Frankenberg. Handwerkerzeichen auf Kirchenwänden, Gaunerzinken am Zaunpfosten, Herzen in Baumrinde, grellbunte „Pieces“ auf kahlen Betonwänden - die historischen Wurzeln der Graffiti reichen weit ins Mittelalter zurück.

Als Form des Protestes kann diese jugendliche Subkultur, illegal eingesetzt, für Kommunen und Hausbesitzer zu einem ernsten Problem werden, als zeitgenössische Protest- und Kunstform gehören Graffiti jedoch längst in den etablierten, wissenschaftlich erforschten Kunstbetrieb. Hans Papenfuß, Mitarbeiter des Kreis-Heimatmuseums Frankenberg, hat sich ein Jahr lang in Frankenberg um eine Bestandsaufnahme bemüht.
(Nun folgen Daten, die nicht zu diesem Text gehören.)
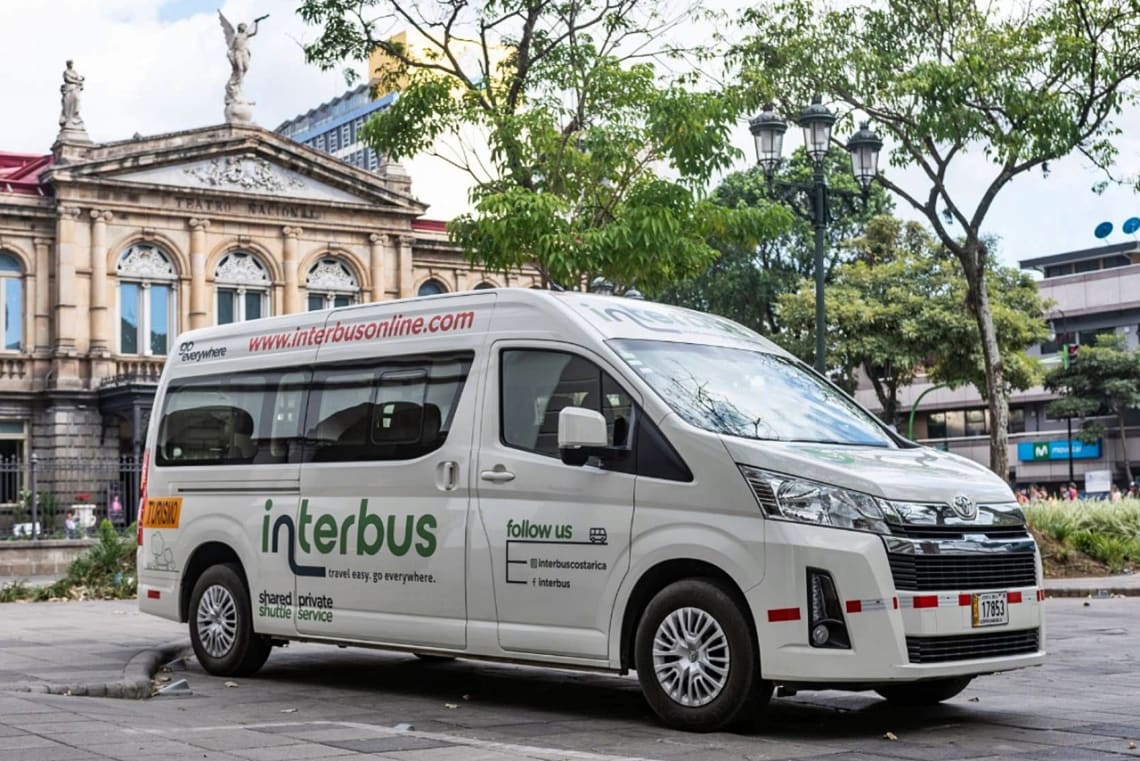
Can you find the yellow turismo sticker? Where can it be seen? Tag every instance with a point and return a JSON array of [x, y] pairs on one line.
[[162, 512]]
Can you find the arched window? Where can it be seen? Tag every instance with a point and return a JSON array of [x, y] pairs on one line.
[[11, 301], [331, 283], [146, 301], [243, 288], [431, 287]]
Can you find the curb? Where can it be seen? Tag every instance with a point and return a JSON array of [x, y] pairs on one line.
[[135, 685], [1096, 594]]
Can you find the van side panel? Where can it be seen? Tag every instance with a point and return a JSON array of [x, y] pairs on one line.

Angeregt durch die Workshops des Heimatmuseums zum genauen Hinschauen unter dem Motto „Luge her!“, ging Hans Papenfuß den modernen Formen von gesprühten Inschriften, Zeichen und Bildern im öffentlichen Raum der Stadt nach und berichtet darüber am Freitag, 24. Februar, ab 17 Uhr im Museum.

Georg Ludwig Braun, der seit Jahren alte Kunstformen fotografisch dokumentiert, beschäftigte sich mit den Handwerkerzeichen und Symbolen vergangener Jahrhunderte. Seine Ergebnisse wird er demnächst auch vorstellen.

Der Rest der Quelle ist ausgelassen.